Here's enough code to get a working sample for anyone interested and having a similar problem making a SwiftUI wrapped MKMapView. My question is at the bottom...

First, the fancy, wrapped MapView:

struct FancyMapView: UIViewRepresentable {
    private var coordinateBinding: CoordinateBinding?
    
    init(coordinateBinding: CoordinateBinding? = nil) {
        self.coordinateBinding = coordinateBinding
    }
    
    func makeUIView(context: Context) -> MKMapView {
        let view = MKMapView()
        view.delegate = context.coordinator
        return view
    }
    
    func updateUIView(_ uiView: MKMapView, context: Context) {
        // If coordinateBinding was used to request a new center coordinate...
        if let (requestedCoord, animate) = coordinateBinding?.externalSetValue {
            // send the view to the coordinate, and remove the request
            uiView.setCenter(requestedCoord, animated: animate)
            DispatchQueue.main.async {
                coordinateBinding?.externalSetValue = nil
            }
        }
    }
    
    func makeCoordinator() -> Coordinator {
        Coordinator(self)
    }
    
    class Coordinator: NSObject, MKMapViewDelegate {
        var parent: FancyMapView
        
        init(_ parent: FancyMapView) {
            self.parent = parent
        }
        
        func mapViewDidChangeVisibleRegion(_ mapView: MKMapView) {
            // Send the mapView's current centerCoordinate to parent's binding
            DispatchQueue.main.async {
                self.parent.coordinateBinding?.wrappedValue = mapView.centerCoordinate
            }
        }
    }
}

Next, the property wrapper CoordinateBinding, which is in the same file as FancyMapView so fileprivate access can be used.

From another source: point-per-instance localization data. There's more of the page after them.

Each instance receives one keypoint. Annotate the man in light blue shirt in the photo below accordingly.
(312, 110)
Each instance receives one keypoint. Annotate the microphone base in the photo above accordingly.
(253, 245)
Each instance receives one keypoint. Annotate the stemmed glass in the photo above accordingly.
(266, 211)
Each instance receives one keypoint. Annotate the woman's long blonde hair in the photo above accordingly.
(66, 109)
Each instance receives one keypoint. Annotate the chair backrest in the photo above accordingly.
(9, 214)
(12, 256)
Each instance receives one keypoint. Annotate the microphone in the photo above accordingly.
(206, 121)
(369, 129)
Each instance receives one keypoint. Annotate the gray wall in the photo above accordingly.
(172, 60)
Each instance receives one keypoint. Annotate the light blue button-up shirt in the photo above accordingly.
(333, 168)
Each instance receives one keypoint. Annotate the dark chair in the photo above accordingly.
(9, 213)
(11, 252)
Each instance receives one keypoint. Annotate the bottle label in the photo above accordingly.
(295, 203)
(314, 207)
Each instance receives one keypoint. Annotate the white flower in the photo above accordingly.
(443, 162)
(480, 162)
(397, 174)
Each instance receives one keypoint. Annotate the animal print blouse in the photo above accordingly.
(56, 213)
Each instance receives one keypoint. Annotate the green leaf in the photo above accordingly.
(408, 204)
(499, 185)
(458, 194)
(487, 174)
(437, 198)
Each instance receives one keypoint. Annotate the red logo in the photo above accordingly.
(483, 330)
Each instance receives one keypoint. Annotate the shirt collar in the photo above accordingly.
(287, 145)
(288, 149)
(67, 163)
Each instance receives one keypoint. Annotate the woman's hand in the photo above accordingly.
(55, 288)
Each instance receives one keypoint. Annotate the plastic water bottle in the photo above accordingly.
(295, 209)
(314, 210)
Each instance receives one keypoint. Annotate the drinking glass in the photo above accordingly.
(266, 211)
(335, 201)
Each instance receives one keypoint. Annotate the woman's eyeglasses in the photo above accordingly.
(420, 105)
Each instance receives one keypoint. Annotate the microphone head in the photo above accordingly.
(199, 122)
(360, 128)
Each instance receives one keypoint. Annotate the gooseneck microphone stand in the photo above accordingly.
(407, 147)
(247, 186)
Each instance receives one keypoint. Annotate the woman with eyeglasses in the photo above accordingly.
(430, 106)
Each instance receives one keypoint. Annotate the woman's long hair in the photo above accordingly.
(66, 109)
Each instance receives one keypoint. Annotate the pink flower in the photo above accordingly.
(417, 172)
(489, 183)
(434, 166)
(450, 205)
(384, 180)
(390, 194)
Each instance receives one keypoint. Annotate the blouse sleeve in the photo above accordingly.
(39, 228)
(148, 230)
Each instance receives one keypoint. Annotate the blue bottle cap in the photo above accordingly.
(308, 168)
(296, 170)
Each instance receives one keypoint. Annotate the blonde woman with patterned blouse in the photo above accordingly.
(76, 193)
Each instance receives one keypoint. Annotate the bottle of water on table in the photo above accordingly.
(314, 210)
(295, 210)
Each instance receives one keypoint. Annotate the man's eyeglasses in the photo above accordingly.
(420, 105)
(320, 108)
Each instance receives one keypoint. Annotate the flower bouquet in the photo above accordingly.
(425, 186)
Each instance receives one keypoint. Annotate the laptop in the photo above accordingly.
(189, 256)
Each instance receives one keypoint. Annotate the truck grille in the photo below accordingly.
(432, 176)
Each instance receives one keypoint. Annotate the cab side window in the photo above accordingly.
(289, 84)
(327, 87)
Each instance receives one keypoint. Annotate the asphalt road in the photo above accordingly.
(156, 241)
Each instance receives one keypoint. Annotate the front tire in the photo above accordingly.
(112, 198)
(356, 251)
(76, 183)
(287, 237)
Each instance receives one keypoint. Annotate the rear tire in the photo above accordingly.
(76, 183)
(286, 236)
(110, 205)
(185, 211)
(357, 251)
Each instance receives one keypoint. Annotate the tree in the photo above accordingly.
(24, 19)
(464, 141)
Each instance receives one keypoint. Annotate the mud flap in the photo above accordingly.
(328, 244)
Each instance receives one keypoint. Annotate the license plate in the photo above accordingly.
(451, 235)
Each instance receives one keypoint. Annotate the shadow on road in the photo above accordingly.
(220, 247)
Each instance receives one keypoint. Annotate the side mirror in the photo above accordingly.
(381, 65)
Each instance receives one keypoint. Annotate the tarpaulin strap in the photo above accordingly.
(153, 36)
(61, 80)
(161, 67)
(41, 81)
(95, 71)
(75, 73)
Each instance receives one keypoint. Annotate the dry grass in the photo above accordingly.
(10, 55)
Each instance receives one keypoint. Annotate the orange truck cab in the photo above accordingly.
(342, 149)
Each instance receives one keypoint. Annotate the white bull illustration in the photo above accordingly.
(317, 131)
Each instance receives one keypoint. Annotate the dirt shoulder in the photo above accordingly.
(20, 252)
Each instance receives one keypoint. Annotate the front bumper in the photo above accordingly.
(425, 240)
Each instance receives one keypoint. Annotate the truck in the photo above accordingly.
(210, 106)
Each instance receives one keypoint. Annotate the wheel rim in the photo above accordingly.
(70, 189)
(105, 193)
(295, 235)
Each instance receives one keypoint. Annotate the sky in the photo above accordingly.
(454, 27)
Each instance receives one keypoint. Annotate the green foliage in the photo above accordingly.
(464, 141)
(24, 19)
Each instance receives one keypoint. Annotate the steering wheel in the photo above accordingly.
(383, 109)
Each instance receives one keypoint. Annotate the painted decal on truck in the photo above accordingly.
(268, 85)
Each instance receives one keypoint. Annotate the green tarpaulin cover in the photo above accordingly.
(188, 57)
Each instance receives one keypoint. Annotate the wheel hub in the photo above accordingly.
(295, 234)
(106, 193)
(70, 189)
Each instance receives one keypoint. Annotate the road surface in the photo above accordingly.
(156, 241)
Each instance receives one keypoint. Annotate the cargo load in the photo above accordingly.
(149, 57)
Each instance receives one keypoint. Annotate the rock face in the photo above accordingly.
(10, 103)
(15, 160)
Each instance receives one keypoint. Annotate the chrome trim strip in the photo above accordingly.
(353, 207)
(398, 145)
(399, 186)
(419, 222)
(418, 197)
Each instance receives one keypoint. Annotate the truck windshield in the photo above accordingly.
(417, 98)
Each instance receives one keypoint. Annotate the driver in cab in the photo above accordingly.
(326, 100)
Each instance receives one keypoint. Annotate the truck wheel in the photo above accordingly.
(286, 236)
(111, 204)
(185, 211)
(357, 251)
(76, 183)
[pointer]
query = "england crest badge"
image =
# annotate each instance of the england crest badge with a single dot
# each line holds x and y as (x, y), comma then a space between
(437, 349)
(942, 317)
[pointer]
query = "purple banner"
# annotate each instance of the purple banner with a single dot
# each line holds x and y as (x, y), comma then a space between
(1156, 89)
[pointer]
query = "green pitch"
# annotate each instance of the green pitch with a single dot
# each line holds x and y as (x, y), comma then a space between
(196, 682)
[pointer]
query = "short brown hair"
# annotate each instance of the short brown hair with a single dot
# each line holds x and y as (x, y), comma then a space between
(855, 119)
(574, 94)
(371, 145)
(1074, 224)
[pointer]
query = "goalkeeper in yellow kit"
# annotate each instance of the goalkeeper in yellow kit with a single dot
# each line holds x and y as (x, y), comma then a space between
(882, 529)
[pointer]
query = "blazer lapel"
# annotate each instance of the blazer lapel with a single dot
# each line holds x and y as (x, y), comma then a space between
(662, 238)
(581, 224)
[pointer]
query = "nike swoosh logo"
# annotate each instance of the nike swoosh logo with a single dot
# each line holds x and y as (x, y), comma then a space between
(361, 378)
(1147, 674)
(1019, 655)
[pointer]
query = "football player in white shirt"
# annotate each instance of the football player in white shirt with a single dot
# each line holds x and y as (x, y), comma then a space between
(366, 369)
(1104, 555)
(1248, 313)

@propertyWrapper struct CoordinateBinding: DynamicProperty {
    // fileprivate setters so only CoordinateBinding and FancyMapView can set these values
    @State public fileprivate(set) var wrappedValue: CLLocationCoordinate2D?
    @State fileprivate var externalSetValue: (CLLocationCoordinate2D, Bool)?
    
    // public func called to set the MapView's center coordinate
    public func sendTo(coordinate: CLLocationCoordinate2D, animated: Bool) {
        externalSetValue = (coordinate, animated)
    }
}

And a ContentView that makes use of FancyMapView:

struct ContentView: View {
    @CoordinateBinding var centerCoordinate: CLLocationCoordinate2D? = nil
    @StateObject var viewModel = MapViewModel()
    
    var body: some View {
        FancyMapView(coordinateBinding: _centerCoordinate)
            .overlay(alignment: .top) {
                VStack {
                    Text(coordinateString)
                    Button("Jump!", action: jumpButtonPressed)
                }
            }
    }
    
    var coordinateString: String {
        if let centerCoordinate {
            return "\(centerCoordinate.latitude),\(centerCoordinate.longitude)"
        } else {
            return ""
        }
    }
    
    func jumpButtonPressed() {
        let coord = viewModel.nextSampleCoordinate()
        _centerCoordinate.sendTo(coordinate: coord, animated: true)
    }
}

And a simple ViewModel class:

class MapViewModel: ObservableObject {
    var sampleIndex = 0
    
    var sampleCoordinates: [CLLocationCoordinate2D] {
        [
            CLLocationCoordinate2D(latitude: 51.49863, longitude: -0.07518), // london
            CLLocationCoordinate2D(latitude: 40.71342, longitude: -73.98839), // new york
            CLLocationCoordinate2D(latitude: -37.90055, longitude: 144.98106) // melbourne
        ]
    }
    
    func nextSampleCoordinate() -> CLLocationCoordinate2D {
        let result = sampleCoordinates[sampleIndex]
        if sampleIndex == sampleCoordinates.count - 1 {
            sampleIndex = 0
        } else {
            sampleIndex += 1
        }
        return result
    }
}

With all that I have a map view that jumps from one center coordinate to another as I press the button, and if the map is still animating a move to the previous coordinate it just changes course and ends at the right one. (Obviously, this could all be done with the native SwiftUI Map view, but this is a simplified version of what I'm working on, so please humor me here)

The Question:

The problem arises if I want to simplify the ContentView file by moving the wrapped @CoordinateBinding into the MapViewModel, along with the code that sets the coordinate. I can't find a way to do that and have the functions still work.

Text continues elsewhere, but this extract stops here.